08/05/2009 15:52
EU hosts Prague energy summit on alternatives to Russian gas
The European Union targeted an energy treaty with states such as Egypt, Turkey and Azerbaijan on Friday as it held a summit with Middle Eastern and Central Asian powers in Prague. The EU's «Southern Corridor» summit brings together officials from the EU, Azerbaijan, Egypt, Georgia, Kazakhstan, Turkey, Turkmenistan and Uzbekistan to discuss ways to improve transport and energy- transit links between Europe and the East, Earth Times says.
The EU is keen to reduce its dependency on Russia, which currently accounts for a quarter of all the gas burned in the bloc.

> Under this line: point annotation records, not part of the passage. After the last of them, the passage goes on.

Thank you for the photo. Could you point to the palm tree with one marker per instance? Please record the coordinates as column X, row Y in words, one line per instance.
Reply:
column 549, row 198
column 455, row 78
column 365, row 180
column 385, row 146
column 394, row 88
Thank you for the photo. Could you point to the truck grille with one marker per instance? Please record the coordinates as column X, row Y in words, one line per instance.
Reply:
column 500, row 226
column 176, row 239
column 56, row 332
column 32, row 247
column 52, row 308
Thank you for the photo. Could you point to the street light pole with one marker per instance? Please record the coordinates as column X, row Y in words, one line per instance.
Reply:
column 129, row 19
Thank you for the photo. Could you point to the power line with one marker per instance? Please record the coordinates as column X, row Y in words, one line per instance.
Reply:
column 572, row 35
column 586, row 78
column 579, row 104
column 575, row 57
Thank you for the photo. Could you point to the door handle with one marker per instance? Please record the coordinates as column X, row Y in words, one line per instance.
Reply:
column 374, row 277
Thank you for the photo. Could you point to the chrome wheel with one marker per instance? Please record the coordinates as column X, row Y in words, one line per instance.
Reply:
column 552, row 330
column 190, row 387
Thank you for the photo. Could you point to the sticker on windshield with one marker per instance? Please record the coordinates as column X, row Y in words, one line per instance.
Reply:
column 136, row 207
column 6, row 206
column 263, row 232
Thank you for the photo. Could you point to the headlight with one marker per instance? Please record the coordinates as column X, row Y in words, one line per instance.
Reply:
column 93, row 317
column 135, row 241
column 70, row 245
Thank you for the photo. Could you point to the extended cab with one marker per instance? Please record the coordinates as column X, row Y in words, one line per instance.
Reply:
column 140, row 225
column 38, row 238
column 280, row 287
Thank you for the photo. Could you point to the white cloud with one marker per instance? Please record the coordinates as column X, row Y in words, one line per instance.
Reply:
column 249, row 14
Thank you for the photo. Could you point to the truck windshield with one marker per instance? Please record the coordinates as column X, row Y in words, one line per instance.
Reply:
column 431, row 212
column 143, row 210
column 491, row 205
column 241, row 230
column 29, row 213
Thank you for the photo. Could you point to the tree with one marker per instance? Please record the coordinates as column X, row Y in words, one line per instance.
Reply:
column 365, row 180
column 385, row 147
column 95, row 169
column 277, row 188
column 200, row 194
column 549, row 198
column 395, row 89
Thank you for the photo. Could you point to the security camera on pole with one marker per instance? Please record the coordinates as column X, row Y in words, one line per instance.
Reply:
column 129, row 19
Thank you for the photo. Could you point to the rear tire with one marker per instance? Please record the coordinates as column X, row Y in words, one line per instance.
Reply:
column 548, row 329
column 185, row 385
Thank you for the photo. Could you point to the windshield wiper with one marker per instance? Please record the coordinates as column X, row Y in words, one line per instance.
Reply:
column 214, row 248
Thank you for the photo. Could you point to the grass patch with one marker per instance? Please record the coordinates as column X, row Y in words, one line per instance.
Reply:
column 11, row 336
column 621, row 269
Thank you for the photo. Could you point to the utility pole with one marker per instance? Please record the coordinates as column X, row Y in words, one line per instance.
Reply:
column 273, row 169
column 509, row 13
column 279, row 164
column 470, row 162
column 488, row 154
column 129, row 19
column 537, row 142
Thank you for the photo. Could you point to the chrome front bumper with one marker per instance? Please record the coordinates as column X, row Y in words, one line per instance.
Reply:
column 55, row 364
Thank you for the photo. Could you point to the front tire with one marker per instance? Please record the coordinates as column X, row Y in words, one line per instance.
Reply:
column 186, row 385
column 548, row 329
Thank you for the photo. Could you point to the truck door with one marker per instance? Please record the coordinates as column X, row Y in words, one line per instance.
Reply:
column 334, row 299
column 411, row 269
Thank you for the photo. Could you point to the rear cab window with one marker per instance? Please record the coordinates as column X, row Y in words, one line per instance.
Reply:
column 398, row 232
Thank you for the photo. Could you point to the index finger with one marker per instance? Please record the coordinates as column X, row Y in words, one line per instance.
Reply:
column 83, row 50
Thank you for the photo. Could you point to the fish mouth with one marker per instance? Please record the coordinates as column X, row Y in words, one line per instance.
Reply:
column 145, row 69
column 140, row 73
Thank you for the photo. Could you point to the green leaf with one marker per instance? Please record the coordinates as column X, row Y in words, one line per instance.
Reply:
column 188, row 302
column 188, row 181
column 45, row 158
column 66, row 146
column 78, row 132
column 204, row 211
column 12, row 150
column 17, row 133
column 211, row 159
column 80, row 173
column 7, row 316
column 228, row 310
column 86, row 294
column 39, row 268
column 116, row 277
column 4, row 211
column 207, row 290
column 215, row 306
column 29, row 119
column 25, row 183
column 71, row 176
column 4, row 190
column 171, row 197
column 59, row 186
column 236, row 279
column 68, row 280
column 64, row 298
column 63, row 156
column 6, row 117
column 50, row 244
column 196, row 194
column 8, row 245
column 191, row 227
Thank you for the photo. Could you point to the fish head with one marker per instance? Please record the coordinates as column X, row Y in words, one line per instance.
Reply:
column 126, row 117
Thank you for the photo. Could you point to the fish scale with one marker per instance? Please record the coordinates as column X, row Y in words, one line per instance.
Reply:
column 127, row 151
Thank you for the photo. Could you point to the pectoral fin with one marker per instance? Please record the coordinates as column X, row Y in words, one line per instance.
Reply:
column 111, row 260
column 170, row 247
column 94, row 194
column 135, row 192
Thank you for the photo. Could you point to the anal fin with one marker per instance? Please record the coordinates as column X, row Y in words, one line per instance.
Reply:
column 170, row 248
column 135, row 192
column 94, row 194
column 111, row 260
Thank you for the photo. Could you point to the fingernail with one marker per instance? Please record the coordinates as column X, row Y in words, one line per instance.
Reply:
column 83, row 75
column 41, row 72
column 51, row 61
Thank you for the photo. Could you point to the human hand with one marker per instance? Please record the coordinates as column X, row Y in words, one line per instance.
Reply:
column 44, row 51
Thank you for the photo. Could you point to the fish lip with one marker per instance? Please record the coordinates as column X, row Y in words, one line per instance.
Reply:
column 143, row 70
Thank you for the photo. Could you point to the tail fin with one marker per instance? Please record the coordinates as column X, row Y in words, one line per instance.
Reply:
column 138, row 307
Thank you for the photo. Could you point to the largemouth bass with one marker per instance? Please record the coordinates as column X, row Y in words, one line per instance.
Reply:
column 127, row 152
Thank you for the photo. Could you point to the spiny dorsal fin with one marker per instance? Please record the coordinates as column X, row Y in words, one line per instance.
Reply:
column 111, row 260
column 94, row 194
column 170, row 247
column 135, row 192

According to a draft summit declaration seen by the German Press Agency dpa, the 27-member bloc will ask participants to work towards an energy transit treaty - a «corridor agreement» - setting out the rules on how energy supplies should be transported, how much transit countries should charge and how the fees should be shared.
The EU will also ask energy producers to set aside specific volumes of oil and gas for its use, as the bloc bids to guarantee energy supplies in an increasingly competitive world.
And it will press Turkey to agree within weeks the rules covering the «Nabucco» gas pipeline, the highest-profile energy project in the region so far, in a bid to kick-start construction of the project.
In return, the EU should give «reliable commitments» on the amount of fuel it will buy, to ensure «transparency, competitiveness, long- term predictability and stable regulatory conditions.»
And it should offer its partners the technology and investment they need to upgrade their own energy systems and use their resources more efficiently, the draft says.
In order to reduce reliance on gas supplies from Russia, the bloc is pushing for the construction of three new pipelines in the region which would ultimately bring natural gas from the Caspian basin, Iran and Iraq to Europe.